Debido a que la red de modo predeterminado es más activa en reposo y debido a las estructuras involucradas, algunas personas han postulado que está asociada con el pensamiento introspectivo, incluidas actividades como soñar despierto o recuperar recuerdos. Otros han sugerido, sin embargo, que la actividad puede estar relacionada con procesos fisiológicos no relacionados con ninguna actividad en particular, incluso en reposo, aunque esta opinión parece estar cayendo en desgracia.
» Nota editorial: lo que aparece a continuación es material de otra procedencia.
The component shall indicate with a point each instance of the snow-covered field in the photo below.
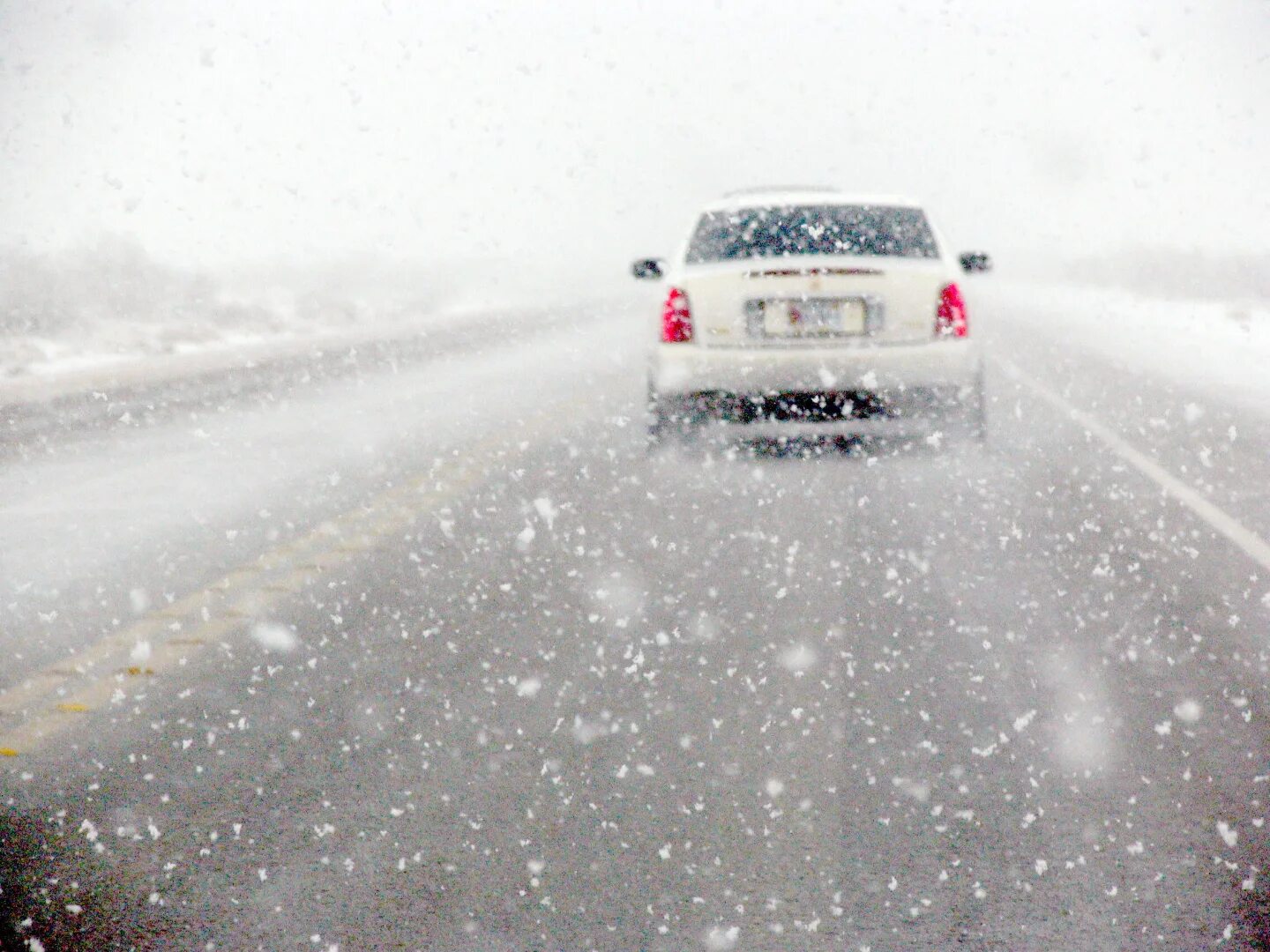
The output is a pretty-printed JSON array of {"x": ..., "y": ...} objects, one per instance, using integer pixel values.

Los cambios en la red de modo predeterminado se han relacionado con una amplia cantidad de enfermedades diferentes, incluida la enfermedad de Alzheimer, el autismo, la esquizofrenia, el trastorno bipolar, el trastorno de estrés postraumático, la depresión y más. Las enfermedades pueden causar muy poca actividad o demasiada y, a veces, los datos varían en cuanto a cuál está ocurriendo realmente. Si esto refleja una comprensión deficiente de la enfermedad, la técnica o ambas, a menudo es incierto.
Una de las críticas que han surgido con respecto al DMN es que los cambios dentro de él parecen muy inespecíficos. ¿De qué sirve una medida si en realidad no te dice cuál es el problema? Otros han cuestionado si la red es siquiera un concepto viable, aunque a medida que la investigación se acumula, la realidad biológica de la DMN se vuelve más difícil de cuestionar.
También se han descrito otras redes, como las asociadas a la atención, la visión y la audición. Si bien los beneficios médicos de estas redes siguen sin estar claros, pueden reflejar un cambio importante en la forma en que pensamos sobre el cerebro, y ¿quién puede decir a dónde nos llevará ese pensamiento en el futuro?